6 Strategies for Leveraging a Balance Transfer 

If you’re searching for ways to streamline your credit card payments, a credit card balance transfer may be a good option for you.

With a balance transfer, you can consolidate balances from multiple credit cards onto one card. This can help reduce the number of payments you have to make.

Like any financial tool, balance transfers work best when used strategically. This article explores how to take full advantage of balance transfers and how to avoid common pitfalls.

Learn how balance transfers work

When deciding if a balance transfer is right for you, make sure you know these terms: 

  • Maximum transfer amount. The maximum amount you can move from other credit cards onto your credit card through a balance transfer. Ideally, you want to find a card with a transfer limit that’s large enough to consolidate all of your credit card balances. 
  • Promotional APR. Credit cards may have different balance transfer offers, with a low or 0% APR for a specific period, usually 6 to 36 months. 
  • Standard APR. Once the promotional period ends, your rate will increase to the standard APR, which could be 21% or more.
  • Balance transfer fee.

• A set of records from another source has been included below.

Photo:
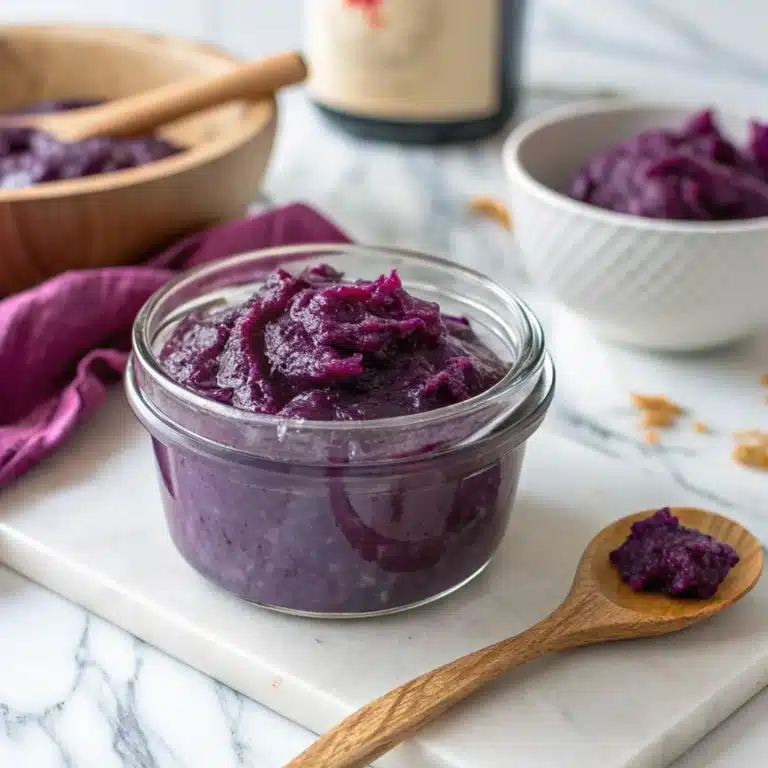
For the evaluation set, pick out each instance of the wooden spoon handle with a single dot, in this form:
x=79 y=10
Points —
x=387 y=721
x=141 y=113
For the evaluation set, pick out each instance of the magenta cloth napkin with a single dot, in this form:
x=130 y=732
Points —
x=64 y=341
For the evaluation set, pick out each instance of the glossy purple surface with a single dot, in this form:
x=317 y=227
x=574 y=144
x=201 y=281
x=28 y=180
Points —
x=318 y=533
x=661 y=555
x=691 y=174
x=313 y=346
x=29 y=156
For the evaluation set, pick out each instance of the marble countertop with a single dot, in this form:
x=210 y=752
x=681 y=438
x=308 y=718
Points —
x=77 y=692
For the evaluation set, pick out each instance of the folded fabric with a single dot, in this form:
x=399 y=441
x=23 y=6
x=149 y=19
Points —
x=63 y=342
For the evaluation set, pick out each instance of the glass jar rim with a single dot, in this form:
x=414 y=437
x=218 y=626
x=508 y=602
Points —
x=524 y=369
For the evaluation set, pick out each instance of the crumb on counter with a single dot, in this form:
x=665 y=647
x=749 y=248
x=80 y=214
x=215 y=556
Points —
x=492 y=208
x=651 y=437
x=655 y=403
x=657 y=411
x=751 y=449
x=659 y=418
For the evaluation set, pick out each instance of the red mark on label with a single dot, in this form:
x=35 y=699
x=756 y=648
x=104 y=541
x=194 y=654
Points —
x=370 y=8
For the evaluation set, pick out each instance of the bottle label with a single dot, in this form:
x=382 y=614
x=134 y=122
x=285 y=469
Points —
x=406 y=59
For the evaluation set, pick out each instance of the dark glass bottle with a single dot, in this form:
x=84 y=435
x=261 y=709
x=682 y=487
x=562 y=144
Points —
x=421 y=71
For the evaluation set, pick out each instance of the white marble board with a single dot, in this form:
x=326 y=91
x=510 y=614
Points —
x=88 y=525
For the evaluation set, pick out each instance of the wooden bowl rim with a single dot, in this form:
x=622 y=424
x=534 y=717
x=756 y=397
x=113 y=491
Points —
x=256 y=119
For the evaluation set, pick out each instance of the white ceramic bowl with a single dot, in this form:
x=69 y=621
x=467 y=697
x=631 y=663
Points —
x=663 y=285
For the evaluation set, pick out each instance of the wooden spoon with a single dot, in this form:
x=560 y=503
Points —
x=142 y=112
x=599 y=607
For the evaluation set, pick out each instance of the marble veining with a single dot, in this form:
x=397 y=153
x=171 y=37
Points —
x=77 y=692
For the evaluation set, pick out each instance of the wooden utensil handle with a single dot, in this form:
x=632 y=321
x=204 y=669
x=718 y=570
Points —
x=387 y=721
x=142 y=113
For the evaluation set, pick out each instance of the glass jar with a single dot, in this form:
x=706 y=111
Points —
x=425 y=71
x=340 y=519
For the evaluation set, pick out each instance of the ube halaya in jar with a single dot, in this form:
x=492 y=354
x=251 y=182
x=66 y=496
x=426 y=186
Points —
x=319 y=418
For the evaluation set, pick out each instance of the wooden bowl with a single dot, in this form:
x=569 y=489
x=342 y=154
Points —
x=119 y=218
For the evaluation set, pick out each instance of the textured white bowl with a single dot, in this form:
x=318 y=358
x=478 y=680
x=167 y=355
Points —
x=662 y=285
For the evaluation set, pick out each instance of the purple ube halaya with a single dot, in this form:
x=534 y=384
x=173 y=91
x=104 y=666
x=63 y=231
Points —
x=29 y=156
x=661 y=555
x=691 y=174
x=312 y=346
x=320 y=533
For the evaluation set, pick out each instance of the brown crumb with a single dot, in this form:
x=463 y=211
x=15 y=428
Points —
x=753 y=456
x=655 y=403
x=493 y=208
x=651 y=437
x=659 y=418
x=754 y=437
x=751 y=449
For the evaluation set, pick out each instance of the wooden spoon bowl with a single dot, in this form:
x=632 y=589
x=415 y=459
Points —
x=599 y=608
x=118 y=218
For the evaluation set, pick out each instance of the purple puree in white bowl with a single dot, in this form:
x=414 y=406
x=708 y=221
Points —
x=365 y=510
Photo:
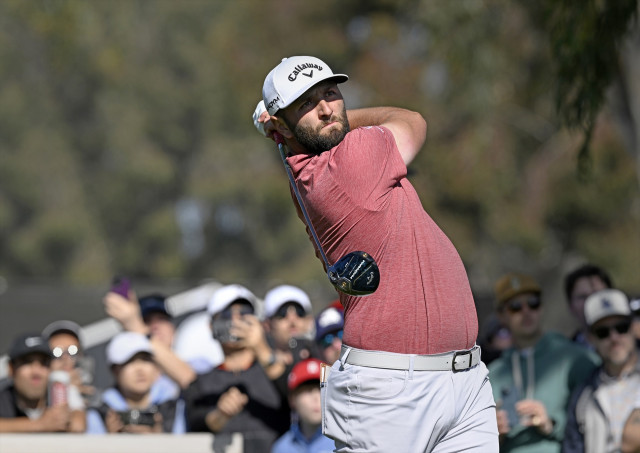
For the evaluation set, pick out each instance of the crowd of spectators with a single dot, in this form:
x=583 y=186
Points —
x=254 y=367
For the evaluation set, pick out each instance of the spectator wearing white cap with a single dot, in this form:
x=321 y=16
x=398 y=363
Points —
x=289 y=325
x=237 y=396
x=132 y=405
x=149 y=316
x=305 y=434
x=329 y=330
x=598 y=410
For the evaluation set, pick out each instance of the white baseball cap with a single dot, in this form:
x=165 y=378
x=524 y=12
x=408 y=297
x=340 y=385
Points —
x=226 y=295
x=604 y=303
x=282 y=294
x=292 y=77
x=125 y=345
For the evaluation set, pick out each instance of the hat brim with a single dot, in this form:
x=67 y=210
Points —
x=338 y=78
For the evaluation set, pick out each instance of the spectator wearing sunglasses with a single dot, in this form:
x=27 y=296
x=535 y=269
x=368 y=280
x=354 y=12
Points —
x=289 y=325
x=532 y=381
x=329 y=330
x=65 y=339
x=237 y=396
x=599 y=409
x=25 y=405
x=578 y=285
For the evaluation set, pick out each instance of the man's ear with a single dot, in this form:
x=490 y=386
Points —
x=281 y=127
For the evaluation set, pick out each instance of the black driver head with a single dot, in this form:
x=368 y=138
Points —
x=356 y=274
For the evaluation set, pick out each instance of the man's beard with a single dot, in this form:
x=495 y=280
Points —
x=316 y=143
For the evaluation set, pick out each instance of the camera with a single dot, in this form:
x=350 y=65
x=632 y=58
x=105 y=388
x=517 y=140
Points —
x=220 y=330
x=137 y=417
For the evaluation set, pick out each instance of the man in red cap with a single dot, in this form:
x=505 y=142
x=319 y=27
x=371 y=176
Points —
x=305 y=434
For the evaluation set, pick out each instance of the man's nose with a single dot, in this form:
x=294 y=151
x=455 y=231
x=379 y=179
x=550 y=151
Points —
x=324 y=108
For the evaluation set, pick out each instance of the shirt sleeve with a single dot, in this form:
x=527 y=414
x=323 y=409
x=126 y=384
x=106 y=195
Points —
x=368 y=164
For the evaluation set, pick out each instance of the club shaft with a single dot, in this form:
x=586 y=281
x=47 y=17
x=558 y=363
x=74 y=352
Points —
x=287 y=167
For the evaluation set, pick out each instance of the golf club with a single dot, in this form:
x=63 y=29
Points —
x=356 y=273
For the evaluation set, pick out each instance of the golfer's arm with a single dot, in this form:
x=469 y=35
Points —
x=408 y=128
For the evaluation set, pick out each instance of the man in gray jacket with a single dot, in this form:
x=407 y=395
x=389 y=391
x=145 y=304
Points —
x=598 y=410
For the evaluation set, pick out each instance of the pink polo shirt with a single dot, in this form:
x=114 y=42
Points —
x=359 y=198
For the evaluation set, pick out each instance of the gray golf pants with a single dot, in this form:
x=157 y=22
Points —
x=368 y=409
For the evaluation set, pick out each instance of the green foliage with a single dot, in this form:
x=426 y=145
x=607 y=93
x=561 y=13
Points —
x=585 y=37
x=113 y=117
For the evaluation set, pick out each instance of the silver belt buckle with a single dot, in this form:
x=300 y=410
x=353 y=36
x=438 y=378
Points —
x=459 y=354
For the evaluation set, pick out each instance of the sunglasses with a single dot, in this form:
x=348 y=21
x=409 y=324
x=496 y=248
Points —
x=59 y=351
x=514 y=305
x=603 y=332
x=283 y=310
x=327 y=340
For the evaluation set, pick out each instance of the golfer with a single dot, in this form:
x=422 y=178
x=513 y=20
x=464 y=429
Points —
x=409 y=377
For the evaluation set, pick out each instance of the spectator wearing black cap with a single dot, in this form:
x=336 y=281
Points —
x=289 y=326
x=65 y=339
x=599 y=409
x=23 y=403
x=132 y=313
x=329 y=330
x=134 y=405
x=578 y=285
x=305 y=434
x=238 y=396
x=533 y=380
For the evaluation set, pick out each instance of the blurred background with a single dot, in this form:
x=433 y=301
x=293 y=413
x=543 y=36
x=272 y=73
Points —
x=127 y=146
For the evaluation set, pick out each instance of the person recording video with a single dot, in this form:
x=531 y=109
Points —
x=131 y=406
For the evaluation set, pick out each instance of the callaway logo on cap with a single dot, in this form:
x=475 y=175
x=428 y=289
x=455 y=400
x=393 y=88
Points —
x=292 y=77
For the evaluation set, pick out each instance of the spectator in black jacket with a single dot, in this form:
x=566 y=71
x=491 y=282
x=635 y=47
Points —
x=237 y=396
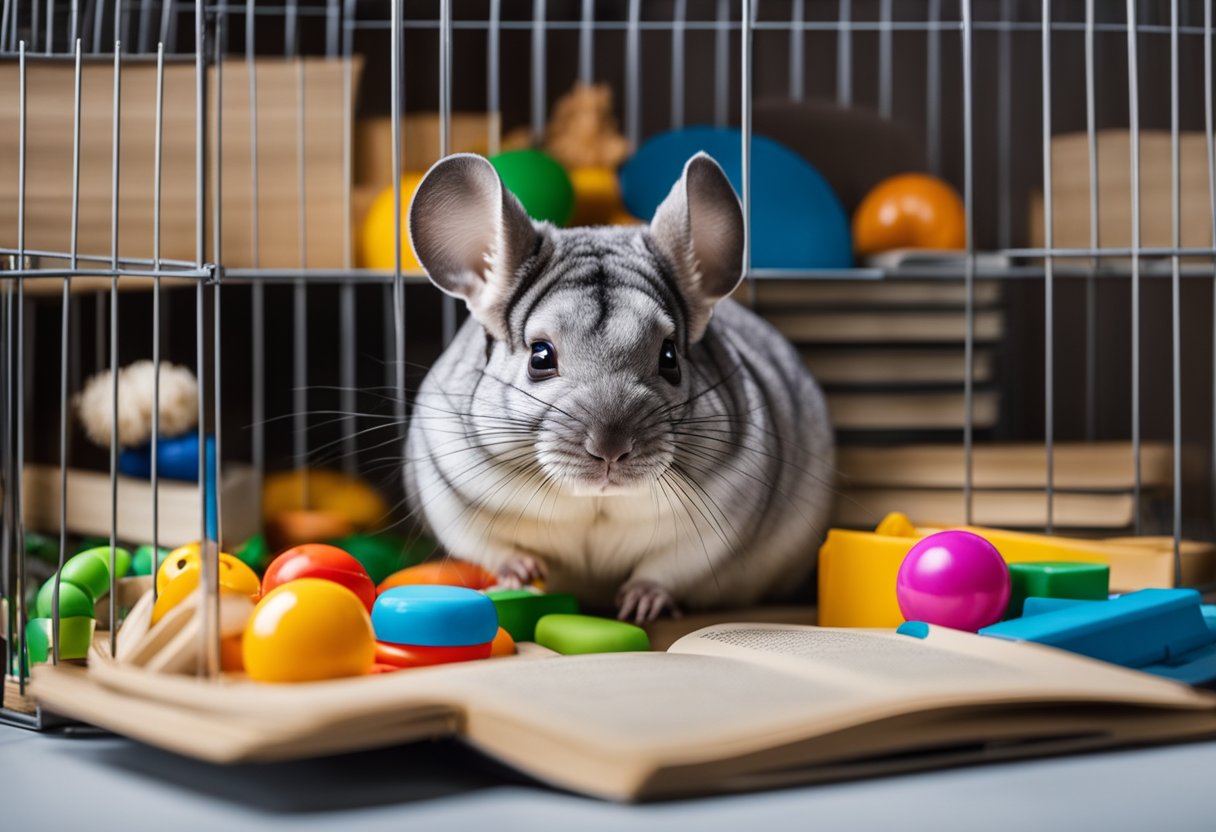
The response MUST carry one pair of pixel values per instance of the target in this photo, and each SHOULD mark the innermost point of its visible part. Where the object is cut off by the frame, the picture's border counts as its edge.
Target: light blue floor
(50, 782)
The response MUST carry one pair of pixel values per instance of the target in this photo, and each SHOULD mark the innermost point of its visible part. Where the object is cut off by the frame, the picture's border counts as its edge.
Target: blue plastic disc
(797, 219)
(433, 616)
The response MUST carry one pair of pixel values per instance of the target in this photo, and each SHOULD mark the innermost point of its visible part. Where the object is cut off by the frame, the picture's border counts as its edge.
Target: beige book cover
(728, 707)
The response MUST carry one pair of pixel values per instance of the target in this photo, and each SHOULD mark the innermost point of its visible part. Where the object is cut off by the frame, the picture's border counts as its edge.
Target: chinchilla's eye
(542, 363)
(669, 363)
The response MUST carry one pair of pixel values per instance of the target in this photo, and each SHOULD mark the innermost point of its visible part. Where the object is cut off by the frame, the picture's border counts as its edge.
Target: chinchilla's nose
(611, 444)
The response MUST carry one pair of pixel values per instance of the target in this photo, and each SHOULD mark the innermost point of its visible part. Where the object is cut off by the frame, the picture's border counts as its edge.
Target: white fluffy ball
(179, 403)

The balance transfer fee is usually a percentage of the amount you transfer. The fee typically ranges from 1% to 5% and is added to your total balance on your new card. In Quebec, there may be no fee at all.

Research credit card options

To find the right credit card for your balance transfer, take time to research your options. Review multiple cards to see if you meet the qualification criteria. 

When you narrow your search, see if you can prequalify on the issuer’s website. This process typically requires a soft credit pull, which won’t impact your credit score. 

Prequalification doesn’t guarantee approval, but it will give you a better idea of whether the card is a good fit and what terms you’re likely to qualify for.

Prioritize your highest-interest balances

The card you choose for your balance transfer may not have a transfer limit large enough to accommodate all your other balances. 

In this case, consider transferring balances with the highest interest rate first.

Have a payoff plan

To make the most of a balance transfer promotional offer, you typically need to make more than the minimum payment each month. Create a payoff plan by taking your total amount of debt and dividing it by the number of months in the promotional period. 

For example, say you have completed a $5,000 balance transfer to a card with a 10-month 0% promotional period. That works out to $500 per month for 10 months in order to pay off your entire balance at 0% interest.

Avoid new purchases on your balance transfer credit card

If you have completed a balance transfer, then you may want to avoid making new purchases with that credit card. Not only will it add to your overall balance, but the promotional APR may not apply to new purchases. Instead, the standard rate will apply. 

For example, you might have a promotional rate of 0% for transferred balances and a new purchase rate of 21%.

Keep your old credit cards active

While there may be situations when closing a credit card is the best choice — to eliminate a high annual fee or the temptation to overspend, for example — it may negatively affect your credit score. 

Closing your card will reduce your available credit, which can affect your credit utilization ratio. Ideally, you should keep your balances below 30% of your available credit. Closing an account reduces the amount of credit you have and raises your utilization ratio. If you close a card that you’ve had for a long time, this can also lower the average age of your accounts. High credit utilization and a low average age of accounts can both hurt your credit score. 

If you have a credit card that’s paid off but you no longer use it, some issuers might close it automatically after a period of time. To prevent this, use your card for a small purchase or two every few months and pay it off right away to avoid interest charges.

Streamline your credit card payments with a balance transfer

Responsible use of a balance transfer can help you take control of your payments. To find the right card for you, seek prequalification to see what cards you qualify for and compare the terms across multiple cards.

If you choose a card with a promotional balance transfer offer, pay off as much of your transferred balance as possible during the promotional period. To maximize the benefits of a balance transfer, establish a payoff plan, avoid making new purchases and keep your old card active if you can.

By applying these simple strategies, you may be able to significantly reduce your interest costs and get your debt under control.